The grasping results are compared with the existing references, and the comparison table is shown in Table 7.

It can be seen from Table 7 that there is a great improvement in the grasp size. References [1115] are used to grasp specific objects, and the grasping range of [10, 1618] is not as large as the grasping range designed in our study.

6. Conclusion and Future Work

In this paper, a new error term of the cost function is applied to DWA to improve the mobile robot navigation performance. It can make the robot travel along the global path as much as possible, reducing unnecessary running paths in the process of movement and improving the running efficiency. Additionally, a kind of pneumatic soft gripper for mobile robotic systems with automatically adjustable finger spacing is proposed. The gripper is mainly composed of four pneumatic soft fingers, a linear motor, and a connecting bracket. The fingertips of the gripper are designed to be pointed and flat in shape, and the purpose of this design is to achieve small object grasping. The free control of the distance between fingers is realized through the slide rail controlled by the stepping motor to realize the grasping strategy from small to large. In addition, the grasping stability coefficient of the grasping objects is modelled and calculated. The work of a single finger mainly includes the following: (1) In terms of the fabrication technology, the soft finger is printed via a 3D printer, which has a printing accuracy of 0.02 mm, and can print rubber-like materials with different Shore hardnesses. This printer provides a convenient and quick finger fabrication method for the experiment and speeds up the experimental progress. (2) With respect to the finger bending angle analysis, nonlinear finite element analysis is carried out by using the finite element analysis software ABAQUS, and the relationship between the finger bending and air pressure is calculated. The relationship between the bending angle and the air pressure and the relationship between the bending angle and the Shore hardness are almost the same in the actual experiment and simulation. (3) In the fingertip force test, it is found that the smaller the Shore hardness is, the greater the fingertip force is. Combined with all the experimental results, the finger assembly with a Shore hardness of 30 was selected to carry out the grasp experiment. Finally, through a variety of different shapes and weights of the object used in the grasp experiment, the advantages of the gripper designed in this paper for grasping small to large objects are verified.
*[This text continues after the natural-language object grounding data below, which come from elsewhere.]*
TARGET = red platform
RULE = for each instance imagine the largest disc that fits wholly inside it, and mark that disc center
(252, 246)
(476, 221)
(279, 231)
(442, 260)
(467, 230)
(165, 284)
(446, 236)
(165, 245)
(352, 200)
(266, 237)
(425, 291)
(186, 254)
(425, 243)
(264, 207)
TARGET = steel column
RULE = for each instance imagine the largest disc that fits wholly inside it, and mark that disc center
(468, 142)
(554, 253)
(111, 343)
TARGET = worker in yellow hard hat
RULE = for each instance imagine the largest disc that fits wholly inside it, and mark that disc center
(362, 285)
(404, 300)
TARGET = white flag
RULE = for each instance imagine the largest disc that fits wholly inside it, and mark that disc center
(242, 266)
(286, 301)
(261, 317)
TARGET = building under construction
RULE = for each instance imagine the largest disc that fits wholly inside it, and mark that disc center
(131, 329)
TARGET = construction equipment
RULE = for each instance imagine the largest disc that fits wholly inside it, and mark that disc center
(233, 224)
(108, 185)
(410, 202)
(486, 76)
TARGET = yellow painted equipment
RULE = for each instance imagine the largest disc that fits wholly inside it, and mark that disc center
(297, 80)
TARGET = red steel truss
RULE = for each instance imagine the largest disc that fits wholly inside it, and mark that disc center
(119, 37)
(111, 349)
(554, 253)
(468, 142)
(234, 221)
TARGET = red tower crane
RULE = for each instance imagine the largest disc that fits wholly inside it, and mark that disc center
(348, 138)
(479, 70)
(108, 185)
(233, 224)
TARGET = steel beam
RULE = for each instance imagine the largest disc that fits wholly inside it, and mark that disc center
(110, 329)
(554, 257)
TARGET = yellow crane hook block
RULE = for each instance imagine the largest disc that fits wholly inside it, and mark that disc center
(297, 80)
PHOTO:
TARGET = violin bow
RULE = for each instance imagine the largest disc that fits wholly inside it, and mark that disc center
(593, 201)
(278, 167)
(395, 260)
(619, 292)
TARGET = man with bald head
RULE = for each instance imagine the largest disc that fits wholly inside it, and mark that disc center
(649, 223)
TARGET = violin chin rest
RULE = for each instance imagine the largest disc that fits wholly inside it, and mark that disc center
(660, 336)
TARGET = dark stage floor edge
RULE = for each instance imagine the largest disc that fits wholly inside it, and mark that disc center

Currently, the fingertip force of the fingers studied in this paper is small, so it is difficult to grasp heavy objects. Under an air pressure of approximately 50 kPa, the pneumatic finger exhibits great bending, and it is difficult for the finger surface to have a large area contact with objects with relatively flat surfaces. Most of the objects are grasped by the fingertip, which plays a major role, without spreading the force evenly to the whole finger. In future research, we will further improve the finger’s grasping performance for grasping heavy objects. We also need to improve the freedom of the finger movement, such as increasing the function of rotating fingers, increasing the multiple directions of movement, and other functions. Thus, most of the objects can be grasped in the manner of an optimal grasping position. Finally, the success rate of grasping is improved.

Data Availability

The data in this paper are obtained through experiments and references. Data are also available from the corresponding author via e-mail ([email protected]).

Conflicts of Interest

The authors declare that they have no conflicts of interest.

Acknowledgments

This work was partially supported by the National Natural Science Foundation of China (U1613216) and Shenzhen Fundamental Research grant (JCYJ20180508162406177) from the Chinese University of Hong Kong, Shenzhen. This work was also partially supported by funding from Shenzhen Institute of Artificial Intelligence and Robotics for Society and the Zhejiang Lab’s International Talent Fund for Young Professionals.